The survey found that allocators are likely to increase allocations to less liquid strategies and continue to embrace emerging managers in 2021. The full survey is available here.
The survey analyses the views of individuals from pension funds, endowments, family offices, seeders, high-net-worth individuals, and others. Asked how their organisations’ allocations across a wide range of alternative investments would change in 2021, on average 42 per cent of participants anticipated their organisations to increase allocations to at least one strategy and 54 per cent said they would maintain their allocations, while just 4 per cent said their allocations would decrease. The strategies for which participants expect to increase allocations to in 2021 were primarily less liquid strategies typically utilised by closed-end funds with private equity, private credit, and venture capital accounting for the top three of the four strategies of interest for increased allocations, followed by equity hedge.
At least 50 per cent of each investor type surveyed also indicated that their organisations currently allocate to emerging managers (those founded less than two years ago). Fund-of-funds and seeders were most open to emerging managers, at 100 per cent, and pensions sat at the low end, at 50 per cent. In another strong sign of industry confidence, nearly 50 per cent of survey participants expected their average allocation size to exceed USD25 million.
Of the different ways that allocators invest, direct fund investments were the most popular across all investor groups, with 86 per cent of respondents using them, followed by separately managed accounts at 30 per cent, and co-investments at 28 per cent.
Over 60 per cent of participants indicated that their firms do not currently allocate to cryptocurrency or futures strategies, while over 40 per cent also indicated they do not have allocations to quantitative, macro, or infrastructure strategies.

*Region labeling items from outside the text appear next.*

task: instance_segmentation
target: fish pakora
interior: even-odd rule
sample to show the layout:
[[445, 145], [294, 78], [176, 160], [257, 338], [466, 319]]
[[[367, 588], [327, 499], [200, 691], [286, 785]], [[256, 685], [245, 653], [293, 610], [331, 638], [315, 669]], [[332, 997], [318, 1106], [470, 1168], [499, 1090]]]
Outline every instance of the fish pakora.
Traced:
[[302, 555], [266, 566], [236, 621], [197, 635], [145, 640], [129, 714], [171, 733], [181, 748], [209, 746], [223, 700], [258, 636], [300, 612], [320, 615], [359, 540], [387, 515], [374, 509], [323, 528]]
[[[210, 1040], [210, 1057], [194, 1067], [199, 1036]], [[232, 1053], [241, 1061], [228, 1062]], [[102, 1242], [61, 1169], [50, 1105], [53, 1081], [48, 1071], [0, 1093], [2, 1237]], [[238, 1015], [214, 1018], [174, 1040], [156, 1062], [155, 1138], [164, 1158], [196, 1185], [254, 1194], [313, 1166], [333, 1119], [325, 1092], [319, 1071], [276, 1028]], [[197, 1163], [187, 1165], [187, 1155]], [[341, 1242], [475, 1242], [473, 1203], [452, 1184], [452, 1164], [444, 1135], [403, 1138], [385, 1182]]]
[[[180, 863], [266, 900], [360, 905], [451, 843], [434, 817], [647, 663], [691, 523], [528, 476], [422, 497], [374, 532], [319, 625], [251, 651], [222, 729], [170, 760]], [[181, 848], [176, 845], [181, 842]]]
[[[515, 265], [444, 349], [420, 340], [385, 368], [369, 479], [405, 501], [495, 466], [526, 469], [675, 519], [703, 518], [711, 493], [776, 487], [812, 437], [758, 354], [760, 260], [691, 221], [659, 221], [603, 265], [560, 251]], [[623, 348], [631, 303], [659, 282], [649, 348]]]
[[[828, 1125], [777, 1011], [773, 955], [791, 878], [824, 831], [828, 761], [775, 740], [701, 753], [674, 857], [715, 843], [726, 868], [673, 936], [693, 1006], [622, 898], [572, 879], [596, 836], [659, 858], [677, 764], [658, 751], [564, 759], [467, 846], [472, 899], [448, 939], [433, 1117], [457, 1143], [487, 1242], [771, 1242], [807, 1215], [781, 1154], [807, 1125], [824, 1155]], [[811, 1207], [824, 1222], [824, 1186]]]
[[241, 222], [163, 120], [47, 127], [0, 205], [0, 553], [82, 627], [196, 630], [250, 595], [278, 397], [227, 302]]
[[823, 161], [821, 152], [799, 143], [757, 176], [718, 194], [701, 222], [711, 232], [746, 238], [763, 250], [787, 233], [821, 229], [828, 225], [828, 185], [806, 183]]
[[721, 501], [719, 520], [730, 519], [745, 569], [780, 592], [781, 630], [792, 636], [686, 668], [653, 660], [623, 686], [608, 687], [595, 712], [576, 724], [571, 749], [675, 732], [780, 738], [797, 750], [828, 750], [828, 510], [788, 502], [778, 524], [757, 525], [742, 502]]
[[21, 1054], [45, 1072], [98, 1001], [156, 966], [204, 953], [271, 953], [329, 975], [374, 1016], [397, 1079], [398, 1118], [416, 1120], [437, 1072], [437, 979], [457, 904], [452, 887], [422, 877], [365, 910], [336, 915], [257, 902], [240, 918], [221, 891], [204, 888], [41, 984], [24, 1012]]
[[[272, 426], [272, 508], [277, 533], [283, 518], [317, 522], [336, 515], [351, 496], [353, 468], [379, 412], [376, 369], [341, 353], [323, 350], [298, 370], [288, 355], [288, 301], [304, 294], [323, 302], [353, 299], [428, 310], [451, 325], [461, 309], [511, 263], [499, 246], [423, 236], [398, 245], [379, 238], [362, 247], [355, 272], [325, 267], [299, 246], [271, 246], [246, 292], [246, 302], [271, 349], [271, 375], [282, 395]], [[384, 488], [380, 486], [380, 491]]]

Asked to identify their organisations’ most important consideration in making allocations, respondents cited investment strategy/process most frequently (86 per cent), followed by manager’s track record (55 per cent), and pedigree (53 per cent).
About three-quarters of respondents cited favourable fees as the most sought-after term when negotiating side letters, well more than any other request.
Seward & Kissel Investment Management Group partner Steve Nadel, the lead author of Seward & Kissel’s 2021 Alternative Investment Allocator Survey, says: “Our inaugural survey shows the continuing robust interest in alternative investments by a diverse group of investors.
“The expressed interest in emerging managers appears to signal that the world has changed significantly since the pandemic, in terms of alternative investment marketing. It is now much easier for newer managers to somewhat level the playing field by getting their message out through Zoom and other video conferencing tools. And, more importantly, many allocators appear to be getting comfortable with this form of communication.”
“Of the 11 investment strategies we polled about, five of the top six where allocators indicated an expected allocation increase in 2021 were less liquid, closed-end strategies.”